Statistics and Generative AI: What about the wizard behind the curtain?
Conference
65th ISI World Statistics Congress 2025
Format: IPS Abstract - WSC 2025
Session: IPS 699 - ChatGPT: Challenges and Opportunities to Statistical Research and Education
Wednesday 8 October 10:50 a.m. - 12:30 p.m. (Europe/Amsterdam)
Abstract
While there is a lot of hype about Artificial Intelligence(AI) and Generative AI, we sometimes forget the statistics and mathematics behind the curtain.
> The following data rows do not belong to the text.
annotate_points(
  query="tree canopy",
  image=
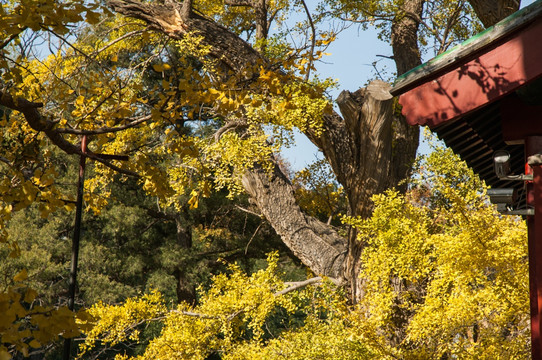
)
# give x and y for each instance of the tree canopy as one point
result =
(185, 100)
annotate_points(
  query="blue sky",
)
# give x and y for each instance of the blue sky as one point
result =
(350, 63)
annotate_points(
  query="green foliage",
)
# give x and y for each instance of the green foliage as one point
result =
(445, 276)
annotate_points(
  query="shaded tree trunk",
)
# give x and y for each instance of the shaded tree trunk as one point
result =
(369, 148)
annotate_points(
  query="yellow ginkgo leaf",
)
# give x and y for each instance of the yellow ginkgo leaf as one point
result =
(21, 276)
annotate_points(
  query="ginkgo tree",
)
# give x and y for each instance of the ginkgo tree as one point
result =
(134, 76)
(445, 278)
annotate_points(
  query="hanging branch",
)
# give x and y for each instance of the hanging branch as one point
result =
(313, 41)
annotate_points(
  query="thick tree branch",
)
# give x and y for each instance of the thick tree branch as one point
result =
(491, 12)
(174, 20)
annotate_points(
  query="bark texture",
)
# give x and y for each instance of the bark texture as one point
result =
(491, 12)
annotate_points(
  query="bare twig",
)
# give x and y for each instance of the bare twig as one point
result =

The main objective of AI is to make “data informed” decisions, using data and optimization algorithms to ensure accuracy of prediction at least for the data the algorithm is trained on. The problem is sometimes the data that the algorithm is trained on can be incomplete. The immediate question is: Is there a consequence to the decision-making process, even if we have 99% accuracy for the training data? Could statistical methods like stratification help, in this process? Mathematically and computationally, it could be a big issue as the question is with such large data sets, how do we begin to get the proportions for the training data for various attributes. Could some rank based methods based on Non-negative Factorization resolve some of the complexities of this problem. In this talk we will discuss the question of incomplete data and algorithmic bias, in an effort to understand the intricacies of the black box that is AI.